Clinical evidence support for biomarkers on FDA-approved drug labels

A recent article by Wang et al. in JAMA Internal Medicine reviews the clinical evidence support found on FDA-approved drug labels that are listed on the FDA's Table of Pharmacogenomic Biomarkers in Drug Labeling.  The authors found that many labels on the list did not contain, or reference, "convincing evidence" of the biomarker's clinical validity or utility.  The authors used published guidelines from the Evaluation of Genomic Applications in Practice and Prevention (EGAPP) Working Group to grade the evidence.

October's SNPits summary from the University of Florida's Personalized Medicine Program highlights this article and provides a discussion about the clinical implications and some limitations of the paper.  They note that post-market label updates regarding safety decisions will often depend on retrospective data that will fall short of proving clinical utility. Additionally, the clinical evidence provided on labels may not reflect the totality of the available evidence because it is difficult for label revisions to keep up with the pace of emerging literature.

Almost a year ago, PharmGKB blogged about lack of clarity regarding the actionability of pharmacogenomic information on FDA-approved drug labels.  This is a separate issue from that of clinical evidence support for biomarker information on the labels discussed in the JAMA Internal Medicine article.  Both issues suggest the need for clearer language and guidance for clinicians on labels. 

As the SNPits summary points out, resources do exist for clinicians to gather information outside of what is provided on the label.  "Prescribers frequently rely on data sources other than the package insert in clinical decision making, including drug databases, published information in guidelines, journal articles, and others." Though there is room for improvement on FDA-approved drug labels, the provided pharmacogenomic information can be integrated with other information clinicians use while making prescribing decisions.

Monday, October 27, 2014

ClinGen's GenomeConnect Patient Portal Launches

The NIH-funded Clinical Genome Resource (ClinGen) project has launched its patient portal at GenomeConnect.  This site provides a patient registry for those who have already had or are contemplating genetic testing, or have family members who have been tested.  It is open to the public for enrollment.  Once a personal account is created, participants are asked to provide health history information through a survey, and upload genetic test results if available.

De-identified health and genetic information from participants in GenomeConnect will be shared with researchers and clinicians studying genetic associations with health outcomes.  Participants will also be able to connect with other patients through the registry based on genetic variants and diagnosis.  Personal information such as name, address and other personal identifiers will NOT be shared without express permission from participants.  By freely sharing de-identified genetic and medical information, participants become a part of a potentially huge study to further understanding of the impact of genetics on health.  The more participants, the greater the chance of medical discoveries that can influence future health care.

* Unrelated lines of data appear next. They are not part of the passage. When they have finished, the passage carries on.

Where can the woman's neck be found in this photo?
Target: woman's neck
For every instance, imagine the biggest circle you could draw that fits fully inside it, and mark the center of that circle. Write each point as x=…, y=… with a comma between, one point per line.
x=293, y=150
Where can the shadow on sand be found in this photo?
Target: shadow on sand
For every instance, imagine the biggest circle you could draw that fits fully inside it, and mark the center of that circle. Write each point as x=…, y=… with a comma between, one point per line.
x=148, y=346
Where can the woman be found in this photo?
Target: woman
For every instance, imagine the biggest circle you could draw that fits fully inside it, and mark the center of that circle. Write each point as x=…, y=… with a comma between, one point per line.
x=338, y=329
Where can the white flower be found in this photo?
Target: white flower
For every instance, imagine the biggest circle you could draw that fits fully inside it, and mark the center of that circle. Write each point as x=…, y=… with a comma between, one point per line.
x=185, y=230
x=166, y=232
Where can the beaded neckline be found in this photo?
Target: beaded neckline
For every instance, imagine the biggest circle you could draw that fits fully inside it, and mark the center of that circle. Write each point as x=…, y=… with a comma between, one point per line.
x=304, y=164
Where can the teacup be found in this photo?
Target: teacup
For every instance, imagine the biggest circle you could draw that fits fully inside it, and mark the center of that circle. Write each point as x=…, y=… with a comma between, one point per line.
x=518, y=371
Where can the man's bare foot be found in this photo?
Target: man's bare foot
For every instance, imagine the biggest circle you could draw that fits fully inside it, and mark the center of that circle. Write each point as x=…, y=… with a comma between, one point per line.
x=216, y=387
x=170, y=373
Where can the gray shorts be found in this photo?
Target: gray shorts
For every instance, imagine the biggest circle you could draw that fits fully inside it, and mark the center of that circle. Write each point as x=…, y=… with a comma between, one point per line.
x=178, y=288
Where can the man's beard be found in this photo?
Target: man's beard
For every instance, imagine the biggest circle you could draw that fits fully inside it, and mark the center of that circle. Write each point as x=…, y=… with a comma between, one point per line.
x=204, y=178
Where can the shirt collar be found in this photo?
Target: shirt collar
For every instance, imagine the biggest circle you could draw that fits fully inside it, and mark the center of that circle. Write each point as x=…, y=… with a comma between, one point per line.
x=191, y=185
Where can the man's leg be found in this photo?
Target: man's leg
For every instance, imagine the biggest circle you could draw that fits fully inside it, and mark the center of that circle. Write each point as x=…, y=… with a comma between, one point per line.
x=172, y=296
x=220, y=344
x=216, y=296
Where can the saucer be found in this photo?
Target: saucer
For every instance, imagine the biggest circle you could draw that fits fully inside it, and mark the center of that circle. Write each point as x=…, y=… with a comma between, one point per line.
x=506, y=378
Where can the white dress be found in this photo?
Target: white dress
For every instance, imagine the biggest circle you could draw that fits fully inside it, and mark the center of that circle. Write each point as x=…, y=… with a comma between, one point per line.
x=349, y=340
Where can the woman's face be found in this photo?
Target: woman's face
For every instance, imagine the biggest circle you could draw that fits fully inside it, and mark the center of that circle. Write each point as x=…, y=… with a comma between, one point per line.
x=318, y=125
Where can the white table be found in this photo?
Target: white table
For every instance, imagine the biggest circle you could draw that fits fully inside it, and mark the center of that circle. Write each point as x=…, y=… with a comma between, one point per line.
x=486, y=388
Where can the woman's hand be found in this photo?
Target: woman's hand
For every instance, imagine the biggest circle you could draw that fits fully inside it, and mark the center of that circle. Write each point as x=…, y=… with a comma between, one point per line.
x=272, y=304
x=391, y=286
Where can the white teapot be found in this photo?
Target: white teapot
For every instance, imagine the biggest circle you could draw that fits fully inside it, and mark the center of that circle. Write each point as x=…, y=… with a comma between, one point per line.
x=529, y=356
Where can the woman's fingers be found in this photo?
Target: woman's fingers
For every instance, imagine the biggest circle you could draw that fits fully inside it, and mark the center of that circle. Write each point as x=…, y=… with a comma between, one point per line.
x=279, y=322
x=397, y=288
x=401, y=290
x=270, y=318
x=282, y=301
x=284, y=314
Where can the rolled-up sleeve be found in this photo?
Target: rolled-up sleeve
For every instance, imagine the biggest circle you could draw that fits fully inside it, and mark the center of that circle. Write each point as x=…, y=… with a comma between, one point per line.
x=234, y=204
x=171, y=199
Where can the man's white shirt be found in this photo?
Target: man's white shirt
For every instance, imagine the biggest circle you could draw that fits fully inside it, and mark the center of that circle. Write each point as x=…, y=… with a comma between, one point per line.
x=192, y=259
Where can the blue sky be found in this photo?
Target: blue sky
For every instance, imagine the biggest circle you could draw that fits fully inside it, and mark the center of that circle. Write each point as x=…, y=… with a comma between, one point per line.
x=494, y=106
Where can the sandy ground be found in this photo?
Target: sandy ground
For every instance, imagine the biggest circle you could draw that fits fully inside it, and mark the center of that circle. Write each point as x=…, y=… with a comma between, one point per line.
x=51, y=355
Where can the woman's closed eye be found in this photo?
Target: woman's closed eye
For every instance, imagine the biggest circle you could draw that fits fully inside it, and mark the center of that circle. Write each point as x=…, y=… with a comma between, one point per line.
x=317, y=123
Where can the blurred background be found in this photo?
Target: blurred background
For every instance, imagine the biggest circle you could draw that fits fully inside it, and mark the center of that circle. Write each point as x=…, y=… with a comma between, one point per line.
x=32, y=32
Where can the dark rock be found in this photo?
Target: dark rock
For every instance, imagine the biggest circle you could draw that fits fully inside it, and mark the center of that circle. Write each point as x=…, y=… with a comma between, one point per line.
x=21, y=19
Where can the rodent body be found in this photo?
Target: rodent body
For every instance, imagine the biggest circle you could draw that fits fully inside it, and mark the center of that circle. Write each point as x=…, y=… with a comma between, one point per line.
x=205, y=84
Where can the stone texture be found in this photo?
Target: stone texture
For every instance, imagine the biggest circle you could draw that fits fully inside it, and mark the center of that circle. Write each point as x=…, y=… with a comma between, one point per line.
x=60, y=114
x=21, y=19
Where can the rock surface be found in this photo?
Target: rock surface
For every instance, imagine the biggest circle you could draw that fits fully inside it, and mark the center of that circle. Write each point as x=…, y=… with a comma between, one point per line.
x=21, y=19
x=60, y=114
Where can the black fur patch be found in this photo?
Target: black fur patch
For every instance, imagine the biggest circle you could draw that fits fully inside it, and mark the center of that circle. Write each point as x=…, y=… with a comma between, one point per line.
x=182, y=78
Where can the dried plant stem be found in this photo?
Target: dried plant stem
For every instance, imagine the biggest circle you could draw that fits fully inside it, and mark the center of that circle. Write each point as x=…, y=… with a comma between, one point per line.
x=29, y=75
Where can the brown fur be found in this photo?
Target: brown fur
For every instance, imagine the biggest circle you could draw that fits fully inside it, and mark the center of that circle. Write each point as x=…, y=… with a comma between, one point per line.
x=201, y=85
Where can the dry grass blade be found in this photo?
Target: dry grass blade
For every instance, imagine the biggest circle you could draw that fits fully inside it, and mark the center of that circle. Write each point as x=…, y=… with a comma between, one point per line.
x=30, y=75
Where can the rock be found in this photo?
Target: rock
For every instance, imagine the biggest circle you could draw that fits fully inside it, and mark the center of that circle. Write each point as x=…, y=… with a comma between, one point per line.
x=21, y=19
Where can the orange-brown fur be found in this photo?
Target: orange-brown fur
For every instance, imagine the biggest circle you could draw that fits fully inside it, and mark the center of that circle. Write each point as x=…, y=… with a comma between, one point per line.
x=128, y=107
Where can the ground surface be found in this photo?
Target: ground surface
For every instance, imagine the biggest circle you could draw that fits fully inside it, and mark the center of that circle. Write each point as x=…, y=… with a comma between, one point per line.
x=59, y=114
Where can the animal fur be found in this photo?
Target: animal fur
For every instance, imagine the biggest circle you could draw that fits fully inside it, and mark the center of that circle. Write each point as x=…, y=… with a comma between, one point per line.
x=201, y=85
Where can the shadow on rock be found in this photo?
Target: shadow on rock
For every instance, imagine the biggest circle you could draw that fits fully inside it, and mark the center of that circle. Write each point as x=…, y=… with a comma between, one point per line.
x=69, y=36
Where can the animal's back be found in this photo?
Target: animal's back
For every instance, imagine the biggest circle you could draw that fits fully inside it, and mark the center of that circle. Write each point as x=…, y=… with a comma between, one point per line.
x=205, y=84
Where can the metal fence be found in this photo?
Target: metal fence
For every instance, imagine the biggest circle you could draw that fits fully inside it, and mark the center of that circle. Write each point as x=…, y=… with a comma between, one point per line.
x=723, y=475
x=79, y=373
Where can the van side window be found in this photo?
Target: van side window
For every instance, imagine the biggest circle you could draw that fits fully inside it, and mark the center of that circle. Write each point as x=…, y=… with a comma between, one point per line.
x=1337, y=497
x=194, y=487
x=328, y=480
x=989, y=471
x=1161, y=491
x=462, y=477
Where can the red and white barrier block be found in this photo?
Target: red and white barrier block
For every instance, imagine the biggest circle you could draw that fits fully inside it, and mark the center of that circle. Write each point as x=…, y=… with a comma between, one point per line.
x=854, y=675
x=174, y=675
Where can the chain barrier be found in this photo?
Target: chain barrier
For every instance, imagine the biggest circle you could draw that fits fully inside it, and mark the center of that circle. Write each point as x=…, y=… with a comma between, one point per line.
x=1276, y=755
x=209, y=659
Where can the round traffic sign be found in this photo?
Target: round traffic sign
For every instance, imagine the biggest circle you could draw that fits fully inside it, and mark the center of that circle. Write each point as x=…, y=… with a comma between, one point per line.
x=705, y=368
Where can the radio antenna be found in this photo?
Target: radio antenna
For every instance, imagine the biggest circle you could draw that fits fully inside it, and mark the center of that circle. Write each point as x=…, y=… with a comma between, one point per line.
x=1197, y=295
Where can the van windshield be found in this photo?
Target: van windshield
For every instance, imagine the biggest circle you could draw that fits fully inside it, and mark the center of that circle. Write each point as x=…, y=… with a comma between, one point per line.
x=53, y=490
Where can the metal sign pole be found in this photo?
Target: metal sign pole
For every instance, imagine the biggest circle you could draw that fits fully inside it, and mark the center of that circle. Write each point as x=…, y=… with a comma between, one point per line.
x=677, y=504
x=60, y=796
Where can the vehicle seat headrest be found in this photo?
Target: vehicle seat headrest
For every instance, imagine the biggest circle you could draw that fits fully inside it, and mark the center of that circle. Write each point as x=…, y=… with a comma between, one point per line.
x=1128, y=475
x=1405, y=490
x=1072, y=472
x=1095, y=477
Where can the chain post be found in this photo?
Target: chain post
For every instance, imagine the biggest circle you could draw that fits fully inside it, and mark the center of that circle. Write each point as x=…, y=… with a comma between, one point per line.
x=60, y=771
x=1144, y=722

Thursday, October 16, 2014

New pathway: Ibuprofen Pharmacodynamics

We have added a new pathway: ibuprofen PD pathway  to PharmGKB's pathway collections.

Ibuprofen is a traditional non-steroidal anti-inflammatory drug (NSAID) widely used for its analgesic, anti-inflammatory, and anti-pyretic properties. The main mechanism of action of  ibuprofen is the non-selective, reversible inhibition of the cyclooxygenase enzymes COX-1 and COX-2 (encoded by genes PTGS1 and PTGS2, respectively). The ibuprofen PD pathway depicts the mechanisms of action of the drug and highlights genes mediating the diverse biological effects triggered by ibuprofen.

View  ibuprofen PD pathway on PharmGKB.

View all pathways at PharmGKB.

PharmGKB Wikipedia page

PharmGKB now has a Wikipedia page. The page provides an overview of our purpose, as well as the types of content available on the website.

PharmGKB would like to invite the community to add to the page, or email us suggestions for what you think would be useful to include.

Visit our new Wikipedia page at https://en.wikipedia.org/wiki/PharmGKB.

Email us suggestions for expanding our Wikipedia page at feedback@pharmgkb.org.



Wednesday, October 15, 2014

The genetics of warfarin dose: focus on African Americans

Warfarin has a narrow therapeutic window, therefore it is important to get the dosage for a patient correct - too low or too high a dose can have dangerous consequences. However, there is large interindividual variability in dose. Incorporation of a patient's genotypes at the polymorphisms CYP2C9*2 (C>T at rs1799853), CYP2C9*3 (A>C at rs1057910) and VKORC1 (G>A at rs9923231) into a dosing algorithm can help better predict the warfarin dose required by an individual (see the CPIC dosing guideline).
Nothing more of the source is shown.